Anzhela Yeremenko, a now former assistant to the Head of Ukraine's Central Election Commission, has resigned from her job after facing criticism for a recent Facebook post discussing sex toys. While some Ukrainian social media users have castigated Yeremenko for “oversharing,” others have called the critical comments—and her decision to resign—an overreaction.
Aside from her work in the Election Commission, Yeremenko also runs a popular personal Facebook page, Bad Mama. She regularly blogs for her 31,000 followers about relationships, motherhood, dating, romance and sex, and her posts are often frank and personal. She says she started the blog six years ago to “share [her] feelings and tell stories” and has recently also self-published a book based on her personal reflections.
On February 28, Yeremenko shared a humorous story of a recent Valentine's Day gift she received from her boyfriend—a vibrator. Her satisfaction with the present soon dissipated, as the sex toy turned out to be faulty. It “vibrated twice, then blinked with a red light” and stopped working, she wrote. Further attempts to charge it didn't help (“way to spoil a first time,” she wrote), and Yeremenko said she had to take the toy to a service center for repairs. “The moral of the story: buy your vibrators from proper shops, otherwise there will be no orgasms for you (or for me),” she quipped.
Many of Yeremenko's readers took issue with her post, flooding her comments with criticism. “If any civil servant in a normal country allowed herself to espouse even a few of these words, she would be fired the next day,” seethed one user. “Are you serious? A Central Election Commission adviser? Where do they find them? Maybe you should change your job before they make you?” wrote another.

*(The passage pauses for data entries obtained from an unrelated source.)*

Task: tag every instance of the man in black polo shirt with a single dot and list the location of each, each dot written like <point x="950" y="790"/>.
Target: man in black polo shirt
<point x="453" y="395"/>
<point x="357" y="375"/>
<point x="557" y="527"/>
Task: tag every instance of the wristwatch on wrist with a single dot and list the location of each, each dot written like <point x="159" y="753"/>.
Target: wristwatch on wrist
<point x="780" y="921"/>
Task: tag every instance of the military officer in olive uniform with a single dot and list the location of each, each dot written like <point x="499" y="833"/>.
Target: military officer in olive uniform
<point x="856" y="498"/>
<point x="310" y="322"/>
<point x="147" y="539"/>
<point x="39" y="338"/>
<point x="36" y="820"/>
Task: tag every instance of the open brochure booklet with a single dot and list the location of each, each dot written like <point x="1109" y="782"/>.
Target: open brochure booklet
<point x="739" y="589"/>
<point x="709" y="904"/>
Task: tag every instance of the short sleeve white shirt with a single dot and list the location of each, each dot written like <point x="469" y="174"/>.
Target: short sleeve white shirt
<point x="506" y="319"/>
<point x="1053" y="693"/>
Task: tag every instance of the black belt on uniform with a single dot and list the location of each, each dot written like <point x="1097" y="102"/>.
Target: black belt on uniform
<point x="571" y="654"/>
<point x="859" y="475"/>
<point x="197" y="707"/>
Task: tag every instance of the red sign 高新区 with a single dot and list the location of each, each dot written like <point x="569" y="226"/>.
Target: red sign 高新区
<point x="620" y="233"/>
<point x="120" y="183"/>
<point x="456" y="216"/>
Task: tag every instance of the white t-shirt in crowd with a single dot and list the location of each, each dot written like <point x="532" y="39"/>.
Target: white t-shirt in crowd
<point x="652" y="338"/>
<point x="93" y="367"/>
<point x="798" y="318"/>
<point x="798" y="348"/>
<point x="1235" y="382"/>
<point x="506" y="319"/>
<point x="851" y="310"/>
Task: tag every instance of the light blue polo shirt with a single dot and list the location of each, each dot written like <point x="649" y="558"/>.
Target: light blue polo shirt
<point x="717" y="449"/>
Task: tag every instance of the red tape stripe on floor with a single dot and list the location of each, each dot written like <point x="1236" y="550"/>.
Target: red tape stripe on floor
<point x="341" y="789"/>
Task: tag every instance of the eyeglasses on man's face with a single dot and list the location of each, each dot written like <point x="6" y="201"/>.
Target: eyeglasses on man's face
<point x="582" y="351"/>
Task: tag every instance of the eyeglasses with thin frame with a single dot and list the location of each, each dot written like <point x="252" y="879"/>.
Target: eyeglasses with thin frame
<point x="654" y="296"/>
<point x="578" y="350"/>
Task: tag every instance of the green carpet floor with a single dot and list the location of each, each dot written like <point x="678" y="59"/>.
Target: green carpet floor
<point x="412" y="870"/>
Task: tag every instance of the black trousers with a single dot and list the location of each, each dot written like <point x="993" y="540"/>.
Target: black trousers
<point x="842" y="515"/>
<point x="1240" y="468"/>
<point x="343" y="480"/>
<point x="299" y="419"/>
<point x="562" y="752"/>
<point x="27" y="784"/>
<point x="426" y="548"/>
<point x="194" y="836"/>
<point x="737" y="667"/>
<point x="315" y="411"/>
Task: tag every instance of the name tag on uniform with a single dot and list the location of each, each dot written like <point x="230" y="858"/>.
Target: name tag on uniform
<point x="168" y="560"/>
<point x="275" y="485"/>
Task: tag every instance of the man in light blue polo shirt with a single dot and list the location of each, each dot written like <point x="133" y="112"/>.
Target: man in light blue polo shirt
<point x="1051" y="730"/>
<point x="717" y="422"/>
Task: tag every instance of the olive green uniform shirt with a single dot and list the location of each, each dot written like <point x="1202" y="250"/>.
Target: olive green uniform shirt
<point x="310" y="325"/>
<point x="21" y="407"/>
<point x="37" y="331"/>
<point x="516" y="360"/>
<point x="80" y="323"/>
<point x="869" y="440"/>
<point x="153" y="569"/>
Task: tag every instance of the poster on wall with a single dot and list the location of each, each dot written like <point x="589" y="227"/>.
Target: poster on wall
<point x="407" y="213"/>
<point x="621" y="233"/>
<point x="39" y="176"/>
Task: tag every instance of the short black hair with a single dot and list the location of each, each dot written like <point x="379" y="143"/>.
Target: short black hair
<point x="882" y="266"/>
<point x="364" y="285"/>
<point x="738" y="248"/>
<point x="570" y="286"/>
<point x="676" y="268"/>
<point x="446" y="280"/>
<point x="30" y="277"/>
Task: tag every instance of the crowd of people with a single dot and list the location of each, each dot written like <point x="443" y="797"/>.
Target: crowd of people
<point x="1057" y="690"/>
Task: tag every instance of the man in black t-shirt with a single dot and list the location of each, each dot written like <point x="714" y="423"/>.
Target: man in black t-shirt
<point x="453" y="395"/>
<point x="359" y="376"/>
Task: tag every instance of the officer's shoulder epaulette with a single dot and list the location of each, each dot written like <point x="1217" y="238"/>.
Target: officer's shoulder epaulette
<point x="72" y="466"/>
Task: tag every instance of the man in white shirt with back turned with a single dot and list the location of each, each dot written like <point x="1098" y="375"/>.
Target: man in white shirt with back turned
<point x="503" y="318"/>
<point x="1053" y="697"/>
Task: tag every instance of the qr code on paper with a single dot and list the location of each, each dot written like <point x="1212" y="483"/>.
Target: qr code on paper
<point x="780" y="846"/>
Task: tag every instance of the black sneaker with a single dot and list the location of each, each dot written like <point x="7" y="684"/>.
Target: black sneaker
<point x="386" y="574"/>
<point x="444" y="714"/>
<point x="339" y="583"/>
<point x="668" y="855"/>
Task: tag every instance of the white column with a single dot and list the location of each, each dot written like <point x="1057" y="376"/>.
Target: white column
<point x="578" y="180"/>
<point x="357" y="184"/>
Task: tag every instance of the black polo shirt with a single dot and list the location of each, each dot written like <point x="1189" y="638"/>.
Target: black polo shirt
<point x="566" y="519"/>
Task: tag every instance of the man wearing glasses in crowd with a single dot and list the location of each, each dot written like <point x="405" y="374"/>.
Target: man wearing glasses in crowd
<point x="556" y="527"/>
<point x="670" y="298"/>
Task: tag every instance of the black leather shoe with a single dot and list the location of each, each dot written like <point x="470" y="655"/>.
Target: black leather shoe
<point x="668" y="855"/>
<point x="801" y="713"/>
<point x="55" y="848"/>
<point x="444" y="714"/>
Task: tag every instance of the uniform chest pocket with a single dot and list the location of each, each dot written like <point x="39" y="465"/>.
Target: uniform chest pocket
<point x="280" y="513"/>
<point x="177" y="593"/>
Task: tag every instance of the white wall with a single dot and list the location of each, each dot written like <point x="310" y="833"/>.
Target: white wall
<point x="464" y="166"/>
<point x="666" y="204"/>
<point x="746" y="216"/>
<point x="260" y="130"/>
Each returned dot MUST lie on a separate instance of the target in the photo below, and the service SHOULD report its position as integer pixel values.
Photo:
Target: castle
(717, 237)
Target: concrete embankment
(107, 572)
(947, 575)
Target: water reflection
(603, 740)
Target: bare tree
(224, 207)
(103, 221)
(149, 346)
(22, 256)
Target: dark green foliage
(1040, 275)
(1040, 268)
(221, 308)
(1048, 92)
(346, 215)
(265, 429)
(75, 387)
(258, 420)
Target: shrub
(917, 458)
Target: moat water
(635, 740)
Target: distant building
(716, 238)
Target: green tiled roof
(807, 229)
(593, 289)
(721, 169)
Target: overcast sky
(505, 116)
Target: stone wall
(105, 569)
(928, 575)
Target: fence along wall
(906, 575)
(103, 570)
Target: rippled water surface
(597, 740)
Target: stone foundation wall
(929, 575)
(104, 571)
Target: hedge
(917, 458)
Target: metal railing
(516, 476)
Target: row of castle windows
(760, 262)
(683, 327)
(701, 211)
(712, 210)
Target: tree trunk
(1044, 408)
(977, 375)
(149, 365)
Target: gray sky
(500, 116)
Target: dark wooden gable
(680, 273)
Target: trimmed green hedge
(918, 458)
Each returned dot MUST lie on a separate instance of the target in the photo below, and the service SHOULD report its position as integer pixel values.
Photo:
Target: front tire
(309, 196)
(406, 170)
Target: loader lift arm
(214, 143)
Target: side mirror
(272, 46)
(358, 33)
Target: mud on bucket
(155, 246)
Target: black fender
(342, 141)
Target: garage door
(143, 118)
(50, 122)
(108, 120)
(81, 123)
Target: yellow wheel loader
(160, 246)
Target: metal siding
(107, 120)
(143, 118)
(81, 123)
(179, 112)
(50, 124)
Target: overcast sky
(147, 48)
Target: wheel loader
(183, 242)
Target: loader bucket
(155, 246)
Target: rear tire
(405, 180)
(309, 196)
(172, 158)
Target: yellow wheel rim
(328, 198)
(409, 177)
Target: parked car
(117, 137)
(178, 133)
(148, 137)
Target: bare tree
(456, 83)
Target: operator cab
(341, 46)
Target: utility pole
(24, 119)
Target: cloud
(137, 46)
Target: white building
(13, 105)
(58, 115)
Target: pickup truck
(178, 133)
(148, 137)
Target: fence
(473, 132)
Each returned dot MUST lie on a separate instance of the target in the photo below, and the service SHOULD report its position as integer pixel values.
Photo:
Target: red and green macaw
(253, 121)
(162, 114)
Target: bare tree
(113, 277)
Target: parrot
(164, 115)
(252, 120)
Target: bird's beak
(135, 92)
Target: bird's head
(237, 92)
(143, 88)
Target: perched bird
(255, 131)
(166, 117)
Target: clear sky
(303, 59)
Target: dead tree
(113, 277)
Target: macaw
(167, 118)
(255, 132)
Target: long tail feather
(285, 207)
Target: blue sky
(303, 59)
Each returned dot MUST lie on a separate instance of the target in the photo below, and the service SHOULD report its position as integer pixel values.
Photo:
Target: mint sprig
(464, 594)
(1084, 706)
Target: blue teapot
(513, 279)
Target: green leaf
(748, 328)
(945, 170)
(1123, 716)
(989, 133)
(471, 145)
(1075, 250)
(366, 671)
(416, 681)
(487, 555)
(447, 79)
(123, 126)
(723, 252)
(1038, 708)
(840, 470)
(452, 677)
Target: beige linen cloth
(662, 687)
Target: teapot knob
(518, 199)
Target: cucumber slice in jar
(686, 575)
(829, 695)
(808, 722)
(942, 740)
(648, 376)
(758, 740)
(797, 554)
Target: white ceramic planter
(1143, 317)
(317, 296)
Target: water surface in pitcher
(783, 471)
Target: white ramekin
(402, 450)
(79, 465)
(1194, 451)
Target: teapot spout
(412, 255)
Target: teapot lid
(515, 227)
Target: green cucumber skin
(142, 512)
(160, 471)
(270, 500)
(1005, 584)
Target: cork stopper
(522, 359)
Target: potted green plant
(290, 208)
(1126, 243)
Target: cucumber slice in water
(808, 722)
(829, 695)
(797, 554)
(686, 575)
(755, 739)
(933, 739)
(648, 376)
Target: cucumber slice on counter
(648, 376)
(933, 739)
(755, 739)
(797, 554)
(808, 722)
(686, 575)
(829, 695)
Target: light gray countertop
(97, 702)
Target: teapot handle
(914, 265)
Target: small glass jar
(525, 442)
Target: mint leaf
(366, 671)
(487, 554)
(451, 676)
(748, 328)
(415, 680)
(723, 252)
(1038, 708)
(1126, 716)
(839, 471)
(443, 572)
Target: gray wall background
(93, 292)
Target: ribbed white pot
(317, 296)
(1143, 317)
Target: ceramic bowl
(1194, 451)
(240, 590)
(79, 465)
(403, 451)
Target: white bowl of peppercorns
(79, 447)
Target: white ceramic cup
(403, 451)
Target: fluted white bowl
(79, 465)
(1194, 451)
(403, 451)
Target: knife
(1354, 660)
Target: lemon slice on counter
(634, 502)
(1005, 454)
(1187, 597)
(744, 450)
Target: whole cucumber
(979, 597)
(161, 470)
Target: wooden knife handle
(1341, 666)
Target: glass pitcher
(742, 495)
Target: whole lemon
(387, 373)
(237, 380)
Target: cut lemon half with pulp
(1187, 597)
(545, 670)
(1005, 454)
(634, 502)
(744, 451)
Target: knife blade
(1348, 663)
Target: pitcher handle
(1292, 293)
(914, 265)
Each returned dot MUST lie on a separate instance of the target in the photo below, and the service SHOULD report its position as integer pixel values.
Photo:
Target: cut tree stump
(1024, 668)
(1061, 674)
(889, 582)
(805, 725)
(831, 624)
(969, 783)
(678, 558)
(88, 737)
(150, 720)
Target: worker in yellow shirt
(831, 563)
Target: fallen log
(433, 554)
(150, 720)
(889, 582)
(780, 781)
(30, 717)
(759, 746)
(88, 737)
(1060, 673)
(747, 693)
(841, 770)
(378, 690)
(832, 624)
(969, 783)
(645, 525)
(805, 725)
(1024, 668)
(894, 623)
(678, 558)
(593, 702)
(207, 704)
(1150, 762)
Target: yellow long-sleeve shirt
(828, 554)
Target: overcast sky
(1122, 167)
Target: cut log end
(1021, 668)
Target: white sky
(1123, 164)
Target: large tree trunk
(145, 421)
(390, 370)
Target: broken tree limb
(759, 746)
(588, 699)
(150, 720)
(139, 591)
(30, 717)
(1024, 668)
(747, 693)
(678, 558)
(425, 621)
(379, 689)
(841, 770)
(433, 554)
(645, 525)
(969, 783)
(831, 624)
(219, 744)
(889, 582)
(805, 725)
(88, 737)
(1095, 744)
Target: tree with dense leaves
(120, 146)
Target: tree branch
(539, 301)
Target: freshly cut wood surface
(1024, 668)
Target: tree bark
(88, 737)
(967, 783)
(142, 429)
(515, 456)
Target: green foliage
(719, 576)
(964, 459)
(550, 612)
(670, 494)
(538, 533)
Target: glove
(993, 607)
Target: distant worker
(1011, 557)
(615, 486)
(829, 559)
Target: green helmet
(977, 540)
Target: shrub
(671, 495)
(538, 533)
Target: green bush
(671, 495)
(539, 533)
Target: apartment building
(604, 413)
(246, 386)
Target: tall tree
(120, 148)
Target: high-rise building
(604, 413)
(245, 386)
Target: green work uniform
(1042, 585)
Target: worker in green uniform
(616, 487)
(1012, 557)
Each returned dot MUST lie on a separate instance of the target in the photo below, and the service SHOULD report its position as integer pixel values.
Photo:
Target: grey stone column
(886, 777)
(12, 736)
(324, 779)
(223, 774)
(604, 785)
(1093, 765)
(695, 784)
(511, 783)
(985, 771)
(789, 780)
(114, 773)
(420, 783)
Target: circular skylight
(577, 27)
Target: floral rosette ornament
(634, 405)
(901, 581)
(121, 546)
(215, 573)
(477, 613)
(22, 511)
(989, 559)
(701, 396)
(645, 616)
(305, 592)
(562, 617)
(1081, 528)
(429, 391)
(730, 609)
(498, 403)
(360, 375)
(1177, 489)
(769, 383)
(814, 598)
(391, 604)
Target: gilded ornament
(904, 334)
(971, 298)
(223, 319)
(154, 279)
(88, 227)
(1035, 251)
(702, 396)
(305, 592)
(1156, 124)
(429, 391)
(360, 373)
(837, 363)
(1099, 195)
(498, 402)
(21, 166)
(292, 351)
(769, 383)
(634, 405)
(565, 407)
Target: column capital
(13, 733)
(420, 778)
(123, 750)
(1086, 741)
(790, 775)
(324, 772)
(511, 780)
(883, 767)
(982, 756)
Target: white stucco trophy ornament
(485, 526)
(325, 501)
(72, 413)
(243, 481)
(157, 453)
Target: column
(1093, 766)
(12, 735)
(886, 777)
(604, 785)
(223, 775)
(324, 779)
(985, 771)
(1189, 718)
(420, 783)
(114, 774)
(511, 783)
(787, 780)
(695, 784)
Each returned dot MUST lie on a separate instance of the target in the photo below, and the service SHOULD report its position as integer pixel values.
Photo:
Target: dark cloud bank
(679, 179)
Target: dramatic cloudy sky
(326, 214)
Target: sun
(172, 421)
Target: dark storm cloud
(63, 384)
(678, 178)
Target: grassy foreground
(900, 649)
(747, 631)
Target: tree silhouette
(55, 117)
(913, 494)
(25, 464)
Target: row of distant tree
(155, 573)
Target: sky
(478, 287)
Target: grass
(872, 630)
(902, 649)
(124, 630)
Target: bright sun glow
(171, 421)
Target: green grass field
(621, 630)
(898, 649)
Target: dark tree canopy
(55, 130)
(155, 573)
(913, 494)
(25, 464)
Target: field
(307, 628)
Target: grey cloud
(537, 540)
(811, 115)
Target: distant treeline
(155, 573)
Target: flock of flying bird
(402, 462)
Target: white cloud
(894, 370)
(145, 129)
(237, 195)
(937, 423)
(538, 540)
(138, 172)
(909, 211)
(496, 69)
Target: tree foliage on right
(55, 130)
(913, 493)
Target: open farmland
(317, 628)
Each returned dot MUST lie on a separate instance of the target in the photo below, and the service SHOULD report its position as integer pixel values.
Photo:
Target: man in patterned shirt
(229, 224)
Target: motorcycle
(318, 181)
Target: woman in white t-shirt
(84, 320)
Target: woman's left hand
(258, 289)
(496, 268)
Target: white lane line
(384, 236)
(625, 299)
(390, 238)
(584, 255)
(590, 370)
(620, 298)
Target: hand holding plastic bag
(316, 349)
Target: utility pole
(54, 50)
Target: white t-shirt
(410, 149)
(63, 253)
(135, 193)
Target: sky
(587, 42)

“Is this the reality we live in now? It's like she's writing about a toothbrush. If my wife needed a vibrator, I would be depressed. Or is the boyfriend imaginary?” wondered another male commenter. “Girl, why don't you find a proper man?” raged a different (but also male) user.
Among the critical voices, however, there were quite a few supportive commenters on Yeremenko's post, from both men and women. User Andriy commented that “writing about vibrators is totally normal. All of you who think otherwise, wake up, we're not in the Middle Ages anymore.” Another user, Maria, also defended Yeremenko: “This is her personal blog and she decides what to write about, if you don't like it, don't read it.”
Yet another user, Oleksandr, despaired: “I shouldn't have read the comments. The number of aggressively conservative people here is shocking. A person is writing about her personal life on her personal blog, and is getting flack for it. Why do you care what someone does at home? Are you savages?”
A few days later, Yeremenko wrote another post, where she said she had resigned from her job in the Central Election Commission. She said that for her, the ability to openly share and to joke about whatever she wants was more important than any public service position. She also said she didn't want to risk the reputation of her team because of the outpouring of negativity online. “I shared a story about a broken vibrator and now I have dozens of comments about how I'm the worst because I wrote it while working at the CEC.”
Oleksandr Ostapa, a spokesperson for the previous CEC head, Tetyana Slipachuk, told BBC Ukrainian that he thought the situation reeked of “Soviet-style hate” and praised Yeremenko's professionalism as instrumental in “taking CEC's communication to another level.”
Though Ukrainian society has made strides in opening the conversation around sexuality, gender equality and diversity, many topics still remain taboo, even to a seemingly progressive social media audience. In 2016, a post by feminist activist Nastya Melnychenko calling for more open discussions around women's experiences of sexual harassment and sexual violence—and using the hashtag #IAmNotAfraidToSayIt—caused heated debates in the Ukrainian public sphere.
Anzhela Yeremenko's story has a happy ending. On March 18, she posted on Facebook that she now has a new job: as an external consultant for the parliamentary committee tasked with reforming the public service, she would be dealing with global communications about the ongoing process of change. “How ironic: I resigned because the old system doesn't tolerate people like me,” Yeremenko wrote. “And now I will be the voice of its reforms.”